Use Einsum

When to use this page

Use this page to understand me.einsum — the core computation primitive in mechestim.

Prerequisites

Your First Budget

Common patterns

import mechestim as me

with me.BudgetContext(flop_budget=10**8) as budget:
    A = me.ones((256, 256))
    B = me.ones((256, 256))
    x = me.ones((256,))

    # Matrix-vector multiply: cost = 2 × m × k
    y = me.einsum('ij,j->i', A, x)           # 2 × 256 × 256 = 131,072 FLOPs

    # Matrix multiply: cost = 2 × m × k × n
    C = me.einsum('ij,jk->ik', A, B)         # 2 × 256 × 256 × 256 = 33,554,432 FLOPs

    # Outer product: cost = i × j (no summation, no ×2)
    outer = me.einsum('i,j->ij', x, x)       # 256 × 256 = 65,536 FLOPs

    # Trace: cost = 2 × i
    tr = me.einsum('ii->', A)                 # 2 × 256 = 512 FLOPs

    # Batched matmul: cost = 2 × b × m × k × n
    batch = me.ones((4, 256, 256))
    out = me.einsum('bij,bjk->bik', batch, batch)  # 2 × 4 × 256 × 256 × 256 FLOPs

    print(budget.summary())

Cost formula

The cost of an einsum is the sum of per-step costs along the optimal contraction path. Every einsum — even a simple two-operand one — goes through the opt_einsum path optimizer (a symmetry-aware fork of opt_einsum).

For each pairwise step:

cost = (product of all index dimensions) × op_factor

where op_factor = 2 when indices are summed (multiply + add) and op_factor = 1 when no indices are summed (outer product / pure assignment).

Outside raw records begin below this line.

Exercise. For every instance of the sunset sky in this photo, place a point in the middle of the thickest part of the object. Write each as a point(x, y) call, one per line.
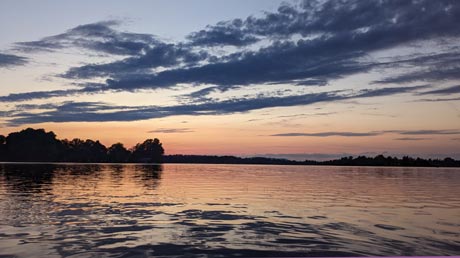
point(294, 79)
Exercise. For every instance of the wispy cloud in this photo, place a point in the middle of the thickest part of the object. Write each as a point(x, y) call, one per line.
point(99, 112)
point(375, 133)
point(412, 139)
point(328, 134)
point(8, 60)
point(172, 130)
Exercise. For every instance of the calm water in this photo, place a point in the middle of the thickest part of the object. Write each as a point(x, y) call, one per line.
point(227, 210)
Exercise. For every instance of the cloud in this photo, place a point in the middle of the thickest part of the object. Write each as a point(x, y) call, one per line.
point(328, 134)
point(375, 133)
point(309, 43)
point(7, 60)
point(428, 132)
point(412, 139)
point(438, 100)
point(172, 130)
point(223, 33)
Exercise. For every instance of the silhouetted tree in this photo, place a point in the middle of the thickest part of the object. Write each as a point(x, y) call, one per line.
point(78, 150)
point(118, 153)
point(148, 151)
point(3, 148)
point(32, 145)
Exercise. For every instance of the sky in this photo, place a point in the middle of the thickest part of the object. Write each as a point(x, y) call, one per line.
point(291, 79)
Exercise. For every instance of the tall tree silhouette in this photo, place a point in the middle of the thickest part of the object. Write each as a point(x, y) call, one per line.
point(3, 148)
point(148, 151)
point(32, 145)
point(118, 153)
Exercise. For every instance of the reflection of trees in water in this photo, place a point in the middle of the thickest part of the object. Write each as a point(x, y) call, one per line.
point(148, 176)
point(29, 192)
point(28, 178)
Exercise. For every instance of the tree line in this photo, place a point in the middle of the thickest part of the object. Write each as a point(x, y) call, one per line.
point(378, 160)
point(37, 145)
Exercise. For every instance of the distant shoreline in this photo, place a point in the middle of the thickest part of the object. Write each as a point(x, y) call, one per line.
point(360, 161)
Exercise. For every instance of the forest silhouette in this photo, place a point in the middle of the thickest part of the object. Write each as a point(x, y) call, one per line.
point(37, 145)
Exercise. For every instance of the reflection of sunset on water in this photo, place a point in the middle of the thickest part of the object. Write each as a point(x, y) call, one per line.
point(241, 207)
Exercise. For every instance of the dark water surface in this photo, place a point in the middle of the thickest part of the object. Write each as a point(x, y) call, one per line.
point(79, 210)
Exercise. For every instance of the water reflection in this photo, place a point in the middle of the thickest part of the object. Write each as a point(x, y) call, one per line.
point(218, 210)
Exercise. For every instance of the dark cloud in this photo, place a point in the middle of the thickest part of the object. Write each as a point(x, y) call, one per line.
point(160, 55)
point(384, 23)
point(17, 97)
point(101, 112)
point(172, 130)
point(223, 33)
point(438, 100)
point(375, 133)
point(445, 91)
point(7, 60)
point(100, 37)
point(412, 139)
point(328, 134)
point(334, 36)
point(429, 132)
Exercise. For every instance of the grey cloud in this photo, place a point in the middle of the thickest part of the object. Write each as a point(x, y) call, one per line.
point(429, 132)
point(8, 60)
point(438, 100)
point(172, 130)
point(17, 97)
point(160, 55)
point(412, 139)
point(100, 37)
point(445, 91)
point(343, 32)
point(100, 112)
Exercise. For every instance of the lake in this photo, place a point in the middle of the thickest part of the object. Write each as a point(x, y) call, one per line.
point(92, 210)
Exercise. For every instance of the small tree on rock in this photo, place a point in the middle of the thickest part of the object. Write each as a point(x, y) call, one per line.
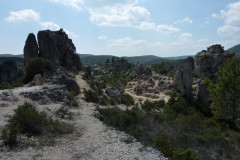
point(225, 93)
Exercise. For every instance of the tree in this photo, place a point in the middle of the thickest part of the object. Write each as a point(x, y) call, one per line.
point(225, 93)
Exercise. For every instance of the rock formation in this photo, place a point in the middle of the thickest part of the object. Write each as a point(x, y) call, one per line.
point(142, 69)
point(8, 71)
point(30, 48)
point(54, 46)
point(113, 92)
point(207, 61)
point(184, 78)
point(206, 64)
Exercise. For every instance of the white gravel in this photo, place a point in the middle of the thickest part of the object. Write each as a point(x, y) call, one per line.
point(91, 140)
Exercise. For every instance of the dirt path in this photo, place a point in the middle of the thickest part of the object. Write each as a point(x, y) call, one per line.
point(91, 140)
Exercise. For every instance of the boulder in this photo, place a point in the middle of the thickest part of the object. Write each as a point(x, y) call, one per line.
point(203, 94)
point(184, 79)
point(142, 69)
point(8, 71)
point(47, 94)
point(30, 49)
point(38, 81)
point(207, 61)
point(113, 92)
point(59, 49)
point(61, 77)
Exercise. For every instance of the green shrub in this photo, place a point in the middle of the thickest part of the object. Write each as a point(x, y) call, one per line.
point(187, 154)
point(127, 99)
point(207, 80)
point(91, 96)
point(37, 66)
point(28, 120)
point(104, 100)
point(148, 105)
point(162, 144)
point(5, 85)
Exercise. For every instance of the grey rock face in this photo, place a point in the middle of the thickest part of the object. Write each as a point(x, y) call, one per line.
point(203, 94)
point(50, 94)
point(59, 76)
point(30, 48)
point(8, 71)
point(207, 62)
point(142, 69)
point(113, 92)
point(59, 49)
point(184, 78)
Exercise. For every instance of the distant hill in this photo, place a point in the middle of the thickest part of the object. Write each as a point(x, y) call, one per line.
point(89, 59)
point(85, 55)
point(235, 49)
point(178, 58)
point(16, 59)
point(145, 59)
point(11, 55)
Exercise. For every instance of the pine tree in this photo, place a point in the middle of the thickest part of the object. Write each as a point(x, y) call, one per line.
point(225, 93)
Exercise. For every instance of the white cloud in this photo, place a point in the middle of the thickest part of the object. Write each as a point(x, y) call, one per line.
point(227, 30)
point(55, 27)
point(185, 36)
point(23, 16)
point(167, 29)
point(203, 40)
point(185, 20)
point(121, 13)
point(50, 25)
point(127, 46)
point(231, 17)
point(102, 37)
point(75, 4)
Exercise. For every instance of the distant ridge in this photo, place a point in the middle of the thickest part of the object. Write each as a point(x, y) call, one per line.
point(235, 49)
point(11, 55)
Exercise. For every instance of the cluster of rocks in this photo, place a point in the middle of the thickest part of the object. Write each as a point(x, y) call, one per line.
point(192, 72)
point(60, 50)
point(8, 72)
point(142, 69)
point(46, 94)
point(54, 46)
point(113, 92)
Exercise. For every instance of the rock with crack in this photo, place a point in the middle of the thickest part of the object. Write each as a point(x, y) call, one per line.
point(61, 77)
point(207, 61)
point(113, 92)
point(8, 71)
point(47, 94)
point(59, 49)
point(30, 49)
point(142, 69)
point(184, 79)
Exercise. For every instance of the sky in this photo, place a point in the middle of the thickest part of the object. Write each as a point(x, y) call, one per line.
point(163, 28)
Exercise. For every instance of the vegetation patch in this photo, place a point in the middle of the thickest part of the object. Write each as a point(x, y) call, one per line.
point(180, 132)
point(27, 120)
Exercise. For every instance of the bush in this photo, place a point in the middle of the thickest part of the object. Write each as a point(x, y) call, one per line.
point(37, 66)
point(187, 154)
point(91, 96)
point(148, 105)
point(5, 85)
point(127, 99)
point(28, 120)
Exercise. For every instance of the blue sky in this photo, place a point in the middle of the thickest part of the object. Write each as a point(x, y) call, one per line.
point(124, 27)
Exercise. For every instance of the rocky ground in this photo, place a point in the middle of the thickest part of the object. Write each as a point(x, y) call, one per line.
point(154, 87)
point(90, 140)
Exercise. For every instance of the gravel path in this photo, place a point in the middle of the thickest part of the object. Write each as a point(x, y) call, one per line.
point(91, 140)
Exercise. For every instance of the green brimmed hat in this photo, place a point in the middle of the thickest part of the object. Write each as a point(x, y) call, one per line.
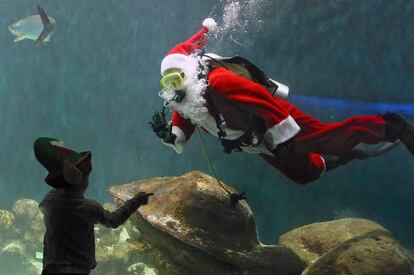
point(51, 154)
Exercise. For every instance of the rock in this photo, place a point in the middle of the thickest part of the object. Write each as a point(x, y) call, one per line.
point(312, 241)
point(191, 222)
point(7, 221)
point(12, 255)
point(375, 253)
point(33, 266)
point(141, 269)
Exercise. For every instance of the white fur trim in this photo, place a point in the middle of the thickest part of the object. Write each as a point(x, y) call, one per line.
point(210, 24)
point(175, 60)
point(281, 132)
point(324, 167)
point(180, 140)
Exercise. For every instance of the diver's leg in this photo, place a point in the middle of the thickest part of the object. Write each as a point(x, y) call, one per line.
point(301, 168)
point(339, 138)
point(397, 127)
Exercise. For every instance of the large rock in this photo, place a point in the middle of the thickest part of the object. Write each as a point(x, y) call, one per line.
point(348, 246)
point(375, 253)
point(312, 241)
point(192, 223)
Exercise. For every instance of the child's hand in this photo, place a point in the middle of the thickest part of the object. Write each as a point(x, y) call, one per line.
point(142, 197)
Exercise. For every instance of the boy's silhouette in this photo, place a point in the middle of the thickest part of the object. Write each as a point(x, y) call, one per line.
point(69, 242)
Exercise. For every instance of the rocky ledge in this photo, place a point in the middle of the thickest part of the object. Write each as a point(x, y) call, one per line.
point(190, 227)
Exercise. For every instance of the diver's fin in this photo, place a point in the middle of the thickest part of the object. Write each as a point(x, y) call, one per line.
point(19, 38)
point(42, 36)
point(43, 16)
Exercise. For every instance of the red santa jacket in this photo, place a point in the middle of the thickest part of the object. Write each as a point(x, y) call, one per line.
point(240, 97)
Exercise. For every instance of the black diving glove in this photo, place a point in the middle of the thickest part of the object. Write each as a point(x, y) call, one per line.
point(161, 128)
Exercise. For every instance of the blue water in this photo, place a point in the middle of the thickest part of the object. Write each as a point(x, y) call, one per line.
point(95, 86)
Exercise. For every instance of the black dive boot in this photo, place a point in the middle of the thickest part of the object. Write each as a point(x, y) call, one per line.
point(397, 127)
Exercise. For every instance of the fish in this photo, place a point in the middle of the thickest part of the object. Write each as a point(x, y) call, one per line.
point(36, 27)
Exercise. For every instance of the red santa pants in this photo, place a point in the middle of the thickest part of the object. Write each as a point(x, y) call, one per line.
point(316, 138)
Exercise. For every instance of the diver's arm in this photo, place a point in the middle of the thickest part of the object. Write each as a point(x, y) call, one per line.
point(181, 131)
point(254, 98)
point(119, 216)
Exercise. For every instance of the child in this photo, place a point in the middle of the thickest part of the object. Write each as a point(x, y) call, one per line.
point(69, 242)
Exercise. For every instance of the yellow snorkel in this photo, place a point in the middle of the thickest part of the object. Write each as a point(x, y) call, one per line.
point(172, 81)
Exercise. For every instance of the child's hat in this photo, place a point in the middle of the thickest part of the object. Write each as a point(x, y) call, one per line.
point(51, 154)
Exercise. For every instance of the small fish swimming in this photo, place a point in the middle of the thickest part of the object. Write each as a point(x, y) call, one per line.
point(36, 27)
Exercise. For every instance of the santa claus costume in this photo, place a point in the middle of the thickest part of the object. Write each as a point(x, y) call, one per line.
point(295, 143)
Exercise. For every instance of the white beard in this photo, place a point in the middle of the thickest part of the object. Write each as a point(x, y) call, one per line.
point(193, 106)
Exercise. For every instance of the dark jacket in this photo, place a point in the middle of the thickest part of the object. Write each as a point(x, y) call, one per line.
point(69, 242)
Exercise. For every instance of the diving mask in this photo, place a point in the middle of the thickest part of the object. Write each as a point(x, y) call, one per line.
point(173, 81)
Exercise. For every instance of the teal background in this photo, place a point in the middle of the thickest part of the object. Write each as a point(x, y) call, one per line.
point(95, 86)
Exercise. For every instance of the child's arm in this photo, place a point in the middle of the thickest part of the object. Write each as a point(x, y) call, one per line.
point(119, 216)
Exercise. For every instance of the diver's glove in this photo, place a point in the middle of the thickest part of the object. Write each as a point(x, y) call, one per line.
point(284, 149)
point(161, 128)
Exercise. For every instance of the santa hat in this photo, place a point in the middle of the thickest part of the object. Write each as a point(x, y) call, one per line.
point(51, 154)
point(178, 57)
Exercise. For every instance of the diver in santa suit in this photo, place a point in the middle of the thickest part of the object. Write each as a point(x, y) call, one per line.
point(234, 100)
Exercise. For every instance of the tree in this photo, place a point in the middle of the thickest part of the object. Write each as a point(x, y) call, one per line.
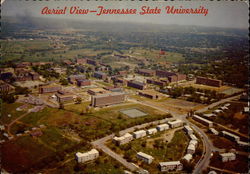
point(61, 105)
point(78, 100)
point(64, 81)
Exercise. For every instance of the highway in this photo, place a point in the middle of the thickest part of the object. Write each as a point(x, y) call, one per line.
point(208, 147)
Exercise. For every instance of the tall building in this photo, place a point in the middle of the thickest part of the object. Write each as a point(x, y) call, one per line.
point(107, 99)
point(208, 81)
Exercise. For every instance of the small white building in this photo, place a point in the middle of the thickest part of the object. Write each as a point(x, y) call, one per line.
point(230, 136)
point(151, 131)
point(224, 108)
point(87, 156)
point(172, 165)
point(176, 123)
point(145, 157)
point(203, 121)
point(188, 129)
point(217, 111)
point(191, 149)
point(194, 142)
point(139, 134)
point(162, 127)
point(225, 157)
point(123, 139)
point(243, 144)
point(214, 131)
point(188, 157)
point(209, 115)
point(193, 137)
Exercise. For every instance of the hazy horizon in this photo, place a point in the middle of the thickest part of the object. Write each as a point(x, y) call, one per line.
point(221, 14)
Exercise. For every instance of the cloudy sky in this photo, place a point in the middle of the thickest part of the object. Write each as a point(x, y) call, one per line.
point(230, 14)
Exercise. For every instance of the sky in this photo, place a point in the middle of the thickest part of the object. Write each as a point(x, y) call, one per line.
point(229, 14)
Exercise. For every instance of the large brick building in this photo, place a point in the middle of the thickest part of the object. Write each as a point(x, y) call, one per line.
point(84, 82)
point(208, 81)
point(156, 82)
point(146, 72)
point(73, 78)
point(100, 75)
point(136, 84)
point(49, 88)
point(171, 76)
point(4, 87)
point(107, 99)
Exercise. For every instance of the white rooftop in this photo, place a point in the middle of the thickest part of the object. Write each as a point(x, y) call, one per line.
point(170, 163)
point(145, 155)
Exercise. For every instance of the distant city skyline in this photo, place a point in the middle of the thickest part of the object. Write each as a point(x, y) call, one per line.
point(230, 14)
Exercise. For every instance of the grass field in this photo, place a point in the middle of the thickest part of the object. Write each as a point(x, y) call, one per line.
point(158, 148)
point(10, 109)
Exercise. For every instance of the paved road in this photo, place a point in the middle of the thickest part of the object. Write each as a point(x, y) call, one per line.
point(202, 164)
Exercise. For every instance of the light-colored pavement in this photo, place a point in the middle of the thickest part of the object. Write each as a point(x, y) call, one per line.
point(202, 164)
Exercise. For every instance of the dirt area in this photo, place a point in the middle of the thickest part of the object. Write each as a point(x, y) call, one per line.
point(239, 116)
point(192, 83)
point(166, 137)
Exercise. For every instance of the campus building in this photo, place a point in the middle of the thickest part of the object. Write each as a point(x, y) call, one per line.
point(176, 123)
point(107, 99)
point(230, 136)
point(87, 156)
point(188, 129)
point(139, 134)
point(151, 131)
point(74, 78)
point(63, 96)
point(84, 82)
point(136, 84)
point(100, 75)
point(149, 94)
point(145, 157)
point(208, 81)
point(162, 127)
point(171, 76)
point(49, 89)
point(170, 166)
point(146, 72)
point(156, 82)
point(123, 139)
point(225, 157)
point(203, 121)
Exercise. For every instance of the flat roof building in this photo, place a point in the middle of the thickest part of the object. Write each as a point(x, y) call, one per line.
point(95, 91)
point(145, 157)
point(193, 137)
point(225, 157)
point(188, 157)
point(151, 131)
point(136, 84)
point(107, 99)
point(100, 75)
point(176, 123)
point(146, 72)
point(214, 131)
point(188, 129)
point(49, 89)
point(203, 121)
point(123, 139)
point(149, 94)
point(162, 127)
point(139, 134)
point(87, 156)
point(230, 136)
point(84, 82)
point(170, 166)
point(208, 81)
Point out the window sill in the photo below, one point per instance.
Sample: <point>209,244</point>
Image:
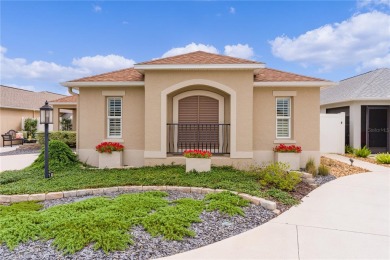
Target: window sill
<point>284,141</point>
<point>119,140</point>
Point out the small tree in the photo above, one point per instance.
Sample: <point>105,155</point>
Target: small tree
<point>30,126</point>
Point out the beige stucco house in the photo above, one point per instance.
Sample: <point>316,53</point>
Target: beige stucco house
<point>238,109</point>
<point>16,104</point>
<point>65,107</point>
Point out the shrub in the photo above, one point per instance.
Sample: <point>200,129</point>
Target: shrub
<point>323,170</point>
<point>348,149</point>
<point>276,175</point>
<point>282,148</point>
<point>311,167</point>
<point>363,152</point>
<point>197,154</point>
<point>68,137</point>
<point>109,147</point>
<point>60,156</point>
<point>383,158</point>
<point>30,126</point>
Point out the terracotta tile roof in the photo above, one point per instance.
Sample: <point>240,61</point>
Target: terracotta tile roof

For 'ij,jk->ik' with shapes (256, 256) and (256, 256): - Indices: i=256, j=256, k=256 - j is summed out, so op_factor = 2 - Cost: 2 x 256 x 256 x 256 = 33,554,432

For multi-operand einsums (3+ tensors), mechestim automatically decomposes the contraction into optimal pairwise steps. The total cost is the sum of per-step costs.

me.dot and me.matmul

me.dot(A, B) and me.matmul(A, B) are equivalent to the corresponding einsum and have the same FLOP cost.

Symmetric tensors

There are two separate symmetry declarations — one for inputs, one for outputs:

Input symmetry — wrap with me.as_symmetric() before passing to einsum. The optimizer automatically uses symmetry to choose the best contraction order and charges reduced costs:

with me.BudgetContext(flop_budget=10**8) as budget:
    S = me.as_symmetric(np.eye(10), symmetric_axes=(0, 1))  # 55 unique elements
    v = me.ones((10,))

    result = me.einsum('ij,j->i', S, v)  # cost reduced by input symmetry

Output symmetry — pass symmetric_axes to einsum() to declare that the result is symmetric. This wraps the output as a SymmetricTensor so downstream operations benefit from reduced costs. It does NOT affect the cost of this einsum — it's a declaration about the result's structure:

with me.BudgetContext(flop_budget=10**8) as budget:
    X = me.array(np.random.randn(100, 10))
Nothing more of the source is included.